Foram três meses de retomada das lembranças, muitas delas dolorosas. Porque a ausência dos companheiros trouxe uma avalanche de emoções. Saudades dos que partiram e não estão presentes para viver esse momento. Mas esperança de que esses dias sombrios não voltem nunca mais. Para que as novas gerações tenham um documento – e vejam a dor, o sofrimento que a ditadura militar provocou em mais de duas décadas nas vidas dos companheiros e seus familiares.

Não estaremos mais silenciosos: diante das novas ameaças fascistas, estaremos vigilantes. É um novo tempo: de redescoberta, de desafios para o futuro. Os estudantes-operários da “Cidade-trabalho” (como Osasco era chamada) - que sacrificaram suas vidas por um mundo com justiça e liberdade - fazem parte da História.

Recordando mais uma vez alguns deles: Sérgio Zanardi, militante do PCB, que se suicidou no inicio dos anos 60; José Campos Barreto, da VPR e VAR-Palmares; José Groff, da Pastoral Operária e da Frente Nacional do Trabalho; Maria de Lourdes Brengel, da Juventude Operária Católica e da FNT. E também Alberto Abib Andery, que vive na Casa São Paulo. Eles estarão sempre presentes em nossos corações.

Os Negrini, meus bisavós, chegaram em Santos em 1888. Eram "braccianti" na Itália e vieram substituir a mão de obra escrava nas fazendas de café. As familias Ferro e Reis partiram de Portugal e chegaram ao Brasil no inicio do século XX. Eram jovens, vieram em busca de trabalho - e acreditavam no "sonho americano". Eu vivi na minha juventude a descrença e o desencanto.

saudações socialistas
João dos Reis

RECORDANDO Prof. JOSUÉ AUGUSTO DA SILVA LEITE (Para Gabriel Roberto Figueiredo)- João dos Reis



“Toda consciência é, pois, memória _ a conservação e acumulação do passado no presente” (Bergson, “A energia espiritual”, cit. por André Lalande, p. 662 do Dic.Téc.Crit.de Filosofia”, Martins Fontes, S.Paulo, 1996)
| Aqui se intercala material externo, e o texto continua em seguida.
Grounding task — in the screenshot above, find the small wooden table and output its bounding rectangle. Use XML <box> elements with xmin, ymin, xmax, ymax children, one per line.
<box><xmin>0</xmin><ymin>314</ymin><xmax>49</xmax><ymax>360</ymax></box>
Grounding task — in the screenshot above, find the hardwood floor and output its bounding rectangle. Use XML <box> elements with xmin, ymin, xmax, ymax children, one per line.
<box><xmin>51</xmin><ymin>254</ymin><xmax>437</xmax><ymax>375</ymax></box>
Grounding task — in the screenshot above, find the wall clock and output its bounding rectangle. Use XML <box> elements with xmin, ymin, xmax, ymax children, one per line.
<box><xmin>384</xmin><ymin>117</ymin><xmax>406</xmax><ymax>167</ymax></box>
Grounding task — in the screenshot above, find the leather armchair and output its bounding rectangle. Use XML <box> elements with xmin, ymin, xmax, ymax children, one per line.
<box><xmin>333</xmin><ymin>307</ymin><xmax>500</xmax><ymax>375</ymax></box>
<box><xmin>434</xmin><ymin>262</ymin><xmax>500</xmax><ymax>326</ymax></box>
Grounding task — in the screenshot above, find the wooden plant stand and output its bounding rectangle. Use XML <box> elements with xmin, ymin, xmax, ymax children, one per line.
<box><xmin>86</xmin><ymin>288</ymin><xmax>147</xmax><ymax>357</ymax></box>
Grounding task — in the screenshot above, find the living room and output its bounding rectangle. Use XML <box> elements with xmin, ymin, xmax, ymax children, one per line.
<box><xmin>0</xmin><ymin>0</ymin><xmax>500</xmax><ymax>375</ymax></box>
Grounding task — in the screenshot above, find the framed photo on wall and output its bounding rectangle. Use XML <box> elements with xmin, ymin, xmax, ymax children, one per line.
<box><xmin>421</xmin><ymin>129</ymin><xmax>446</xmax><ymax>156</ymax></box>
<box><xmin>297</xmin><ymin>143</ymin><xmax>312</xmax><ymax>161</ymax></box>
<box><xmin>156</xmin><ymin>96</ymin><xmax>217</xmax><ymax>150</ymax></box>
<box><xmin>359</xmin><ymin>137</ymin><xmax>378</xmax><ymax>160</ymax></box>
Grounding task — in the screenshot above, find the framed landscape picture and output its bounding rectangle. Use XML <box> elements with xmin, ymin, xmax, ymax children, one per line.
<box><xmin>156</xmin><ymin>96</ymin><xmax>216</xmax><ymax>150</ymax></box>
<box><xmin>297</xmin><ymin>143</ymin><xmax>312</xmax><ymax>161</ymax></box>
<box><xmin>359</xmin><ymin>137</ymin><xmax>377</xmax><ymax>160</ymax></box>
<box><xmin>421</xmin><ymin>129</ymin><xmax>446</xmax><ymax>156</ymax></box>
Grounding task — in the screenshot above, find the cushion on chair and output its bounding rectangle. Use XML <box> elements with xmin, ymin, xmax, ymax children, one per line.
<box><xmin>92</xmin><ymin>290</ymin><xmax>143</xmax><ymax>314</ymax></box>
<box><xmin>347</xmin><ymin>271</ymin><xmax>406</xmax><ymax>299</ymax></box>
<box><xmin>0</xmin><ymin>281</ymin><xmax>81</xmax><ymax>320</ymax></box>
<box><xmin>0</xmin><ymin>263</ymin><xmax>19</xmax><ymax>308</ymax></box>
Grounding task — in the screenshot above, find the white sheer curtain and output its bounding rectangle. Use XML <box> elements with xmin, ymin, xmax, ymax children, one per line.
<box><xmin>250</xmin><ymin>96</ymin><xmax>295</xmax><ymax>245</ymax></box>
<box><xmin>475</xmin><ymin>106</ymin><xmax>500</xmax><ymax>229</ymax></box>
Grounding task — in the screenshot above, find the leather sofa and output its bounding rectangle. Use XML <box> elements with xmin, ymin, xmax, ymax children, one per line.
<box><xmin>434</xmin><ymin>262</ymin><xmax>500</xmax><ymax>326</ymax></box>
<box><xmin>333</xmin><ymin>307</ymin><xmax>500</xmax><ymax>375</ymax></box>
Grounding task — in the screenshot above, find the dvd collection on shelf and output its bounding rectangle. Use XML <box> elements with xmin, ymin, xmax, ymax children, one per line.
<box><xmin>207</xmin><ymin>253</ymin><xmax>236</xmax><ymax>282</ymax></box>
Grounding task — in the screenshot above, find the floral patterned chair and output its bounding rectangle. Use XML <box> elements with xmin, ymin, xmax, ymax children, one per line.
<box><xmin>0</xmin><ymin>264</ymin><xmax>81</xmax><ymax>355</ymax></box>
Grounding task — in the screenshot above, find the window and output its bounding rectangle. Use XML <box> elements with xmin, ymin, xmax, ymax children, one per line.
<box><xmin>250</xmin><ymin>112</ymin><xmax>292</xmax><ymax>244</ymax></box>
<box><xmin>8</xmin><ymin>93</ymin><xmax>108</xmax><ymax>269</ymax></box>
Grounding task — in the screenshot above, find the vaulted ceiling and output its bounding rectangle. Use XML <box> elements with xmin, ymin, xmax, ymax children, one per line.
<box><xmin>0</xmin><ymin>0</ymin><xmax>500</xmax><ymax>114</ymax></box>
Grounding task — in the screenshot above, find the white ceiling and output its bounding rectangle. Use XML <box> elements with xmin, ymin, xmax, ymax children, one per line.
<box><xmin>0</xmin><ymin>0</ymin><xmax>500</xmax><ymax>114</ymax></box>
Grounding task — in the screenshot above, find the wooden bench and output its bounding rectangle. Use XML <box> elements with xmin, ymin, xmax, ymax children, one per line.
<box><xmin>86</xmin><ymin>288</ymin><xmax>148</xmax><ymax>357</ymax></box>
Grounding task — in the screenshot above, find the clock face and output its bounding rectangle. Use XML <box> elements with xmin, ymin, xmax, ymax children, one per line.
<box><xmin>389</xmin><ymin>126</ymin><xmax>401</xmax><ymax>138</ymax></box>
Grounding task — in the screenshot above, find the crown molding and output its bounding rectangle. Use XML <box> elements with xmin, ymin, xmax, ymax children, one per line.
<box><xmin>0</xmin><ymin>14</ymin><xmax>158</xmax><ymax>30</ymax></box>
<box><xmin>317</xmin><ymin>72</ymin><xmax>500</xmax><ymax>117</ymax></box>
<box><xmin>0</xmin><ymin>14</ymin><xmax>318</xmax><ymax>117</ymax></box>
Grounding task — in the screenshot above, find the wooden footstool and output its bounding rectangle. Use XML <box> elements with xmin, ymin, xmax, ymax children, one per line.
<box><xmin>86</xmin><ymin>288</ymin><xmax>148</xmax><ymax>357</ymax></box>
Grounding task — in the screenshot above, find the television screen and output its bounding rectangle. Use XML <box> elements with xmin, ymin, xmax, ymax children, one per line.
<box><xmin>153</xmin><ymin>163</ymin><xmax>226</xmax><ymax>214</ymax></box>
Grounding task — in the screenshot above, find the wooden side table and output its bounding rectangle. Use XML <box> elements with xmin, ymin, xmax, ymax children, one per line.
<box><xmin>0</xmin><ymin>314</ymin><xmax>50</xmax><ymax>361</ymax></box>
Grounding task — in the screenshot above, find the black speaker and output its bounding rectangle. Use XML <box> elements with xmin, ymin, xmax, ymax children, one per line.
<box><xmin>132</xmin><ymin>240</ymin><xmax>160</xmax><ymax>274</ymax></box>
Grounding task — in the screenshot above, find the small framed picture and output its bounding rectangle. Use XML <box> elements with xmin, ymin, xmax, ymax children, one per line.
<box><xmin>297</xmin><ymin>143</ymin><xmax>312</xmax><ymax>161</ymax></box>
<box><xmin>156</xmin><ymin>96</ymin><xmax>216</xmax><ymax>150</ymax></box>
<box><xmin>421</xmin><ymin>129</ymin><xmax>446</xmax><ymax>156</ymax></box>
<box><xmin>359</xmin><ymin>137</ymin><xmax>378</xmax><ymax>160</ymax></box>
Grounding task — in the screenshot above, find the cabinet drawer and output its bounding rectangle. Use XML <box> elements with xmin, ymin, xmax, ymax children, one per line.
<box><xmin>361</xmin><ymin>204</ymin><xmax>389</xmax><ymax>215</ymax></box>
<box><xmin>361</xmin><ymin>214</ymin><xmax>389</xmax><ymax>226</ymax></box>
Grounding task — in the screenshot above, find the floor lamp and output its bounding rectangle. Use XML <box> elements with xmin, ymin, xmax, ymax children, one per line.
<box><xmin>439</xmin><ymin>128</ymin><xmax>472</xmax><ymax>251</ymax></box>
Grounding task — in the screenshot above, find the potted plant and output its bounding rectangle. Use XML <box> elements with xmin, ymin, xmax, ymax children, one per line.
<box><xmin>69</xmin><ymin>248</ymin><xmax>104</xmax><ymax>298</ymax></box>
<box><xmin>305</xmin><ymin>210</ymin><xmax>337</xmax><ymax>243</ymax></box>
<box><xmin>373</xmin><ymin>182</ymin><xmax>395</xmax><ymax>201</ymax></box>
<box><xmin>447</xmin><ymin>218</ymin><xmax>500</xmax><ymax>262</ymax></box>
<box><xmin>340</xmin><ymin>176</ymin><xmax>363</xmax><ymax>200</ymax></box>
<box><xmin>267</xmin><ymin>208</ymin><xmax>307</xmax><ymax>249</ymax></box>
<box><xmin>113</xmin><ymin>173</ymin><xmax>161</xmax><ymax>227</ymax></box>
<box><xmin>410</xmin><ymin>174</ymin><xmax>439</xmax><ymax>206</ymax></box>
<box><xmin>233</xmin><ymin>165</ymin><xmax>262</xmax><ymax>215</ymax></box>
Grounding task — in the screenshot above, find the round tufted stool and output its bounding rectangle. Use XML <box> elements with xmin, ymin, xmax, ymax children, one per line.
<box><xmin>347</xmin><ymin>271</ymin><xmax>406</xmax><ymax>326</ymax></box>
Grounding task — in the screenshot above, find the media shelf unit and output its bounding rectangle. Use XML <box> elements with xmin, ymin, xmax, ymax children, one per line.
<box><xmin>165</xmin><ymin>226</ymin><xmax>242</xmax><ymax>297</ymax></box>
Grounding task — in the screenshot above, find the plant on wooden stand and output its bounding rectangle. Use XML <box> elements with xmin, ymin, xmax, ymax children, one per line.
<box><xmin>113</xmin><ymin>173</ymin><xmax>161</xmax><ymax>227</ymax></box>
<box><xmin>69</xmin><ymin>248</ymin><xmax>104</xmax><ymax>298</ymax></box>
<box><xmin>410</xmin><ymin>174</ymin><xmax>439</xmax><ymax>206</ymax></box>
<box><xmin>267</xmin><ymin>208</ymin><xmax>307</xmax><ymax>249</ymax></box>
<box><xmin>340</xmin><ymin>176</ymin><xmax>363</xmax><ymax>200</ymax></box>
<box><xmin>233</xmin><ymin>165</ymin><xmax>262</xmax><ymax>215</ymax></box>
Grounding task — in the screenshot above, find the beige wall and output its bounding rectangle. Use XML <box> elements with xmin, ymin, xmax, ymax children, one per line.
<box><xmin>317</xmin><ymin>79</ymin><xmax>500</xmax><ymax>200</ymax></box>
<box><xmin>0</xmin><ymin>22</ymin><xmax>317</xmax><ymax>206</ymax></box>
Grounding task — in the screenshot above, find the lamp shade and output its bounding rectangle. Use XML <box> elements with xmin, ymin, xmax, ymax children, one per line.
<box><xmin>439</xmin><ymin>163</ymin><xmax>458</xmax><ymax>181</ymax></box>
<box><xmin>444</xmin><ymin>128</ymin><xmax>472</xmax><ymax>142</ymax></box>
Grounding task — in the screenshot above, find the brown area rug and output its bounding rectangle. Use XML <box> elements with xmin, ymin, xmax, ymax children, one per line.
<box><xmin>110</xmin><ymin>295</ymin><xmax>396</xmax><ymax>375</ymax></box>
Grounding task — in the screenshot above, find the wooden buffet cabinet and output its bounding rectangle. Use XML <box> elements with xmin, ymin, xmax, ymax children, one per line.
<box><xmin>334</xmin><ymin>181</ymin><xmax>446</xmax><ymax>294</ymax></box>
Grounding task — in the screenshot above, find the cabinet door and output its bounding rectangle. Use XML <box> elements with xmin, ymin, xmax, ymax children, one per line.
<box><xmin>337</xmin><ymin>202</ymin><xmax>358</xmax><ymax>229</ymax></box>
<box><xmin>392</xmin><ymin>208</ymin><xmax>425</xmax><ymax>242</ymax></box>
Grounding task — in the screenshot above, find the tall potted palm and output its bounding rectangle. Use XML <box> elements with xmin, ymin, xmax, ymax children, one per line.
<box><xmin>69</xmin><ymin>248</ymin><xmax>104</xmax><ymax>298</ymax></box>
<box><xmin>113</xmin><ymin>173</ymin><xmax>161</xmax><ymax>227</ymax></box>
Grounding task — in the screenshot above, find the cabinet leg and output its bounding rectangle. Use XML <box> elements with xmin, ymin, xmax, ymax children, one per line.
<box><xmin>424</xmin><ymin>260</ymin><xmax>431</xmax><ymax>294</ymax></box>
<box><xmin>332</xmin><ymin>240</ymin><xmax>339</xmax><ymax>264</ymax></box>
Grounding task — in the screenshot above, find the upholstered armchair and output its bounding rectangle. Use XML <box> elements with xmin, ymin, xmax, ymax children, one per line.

Por que escrevo? Para quem escrevo? Devo o incentivo (de escrever) à amiga Risomar Fasanaro e à Comissão da Verdade de Osasco. Pensei na militância de Raul Ellwanger (RS) e de Francisco Calmon (ES); no relato autobiográfico de Carlos H. Vianna (Portugal), e de Pérsio Arida na Revista Piauí (nº 55).
No Encontro da VAR-Palmares em 2013 em Osasco não conhecíamos as histórias dos companheiros. Pensei também em Arthur, que conheci ainda piá em Curitiba – ele tem 16 anos, é um grande leitor e um filósofo-aprendiz . E em Bruno, de 10 anos, que conheci ainda bebê, e que foi meu vizinho em Cotia: ele é um colecionador de livros e é uma criança adorável. E nos filhos dos meus amigos Moacir (Santa Catarina), Felis (Paraná) e Celso (Bahia): João Victor, Juan Guilherme e Juan .Talvez um dia, quando os três joãozinhos chegarem à adolescência ou à maturidade, eles leiam esses meus textos.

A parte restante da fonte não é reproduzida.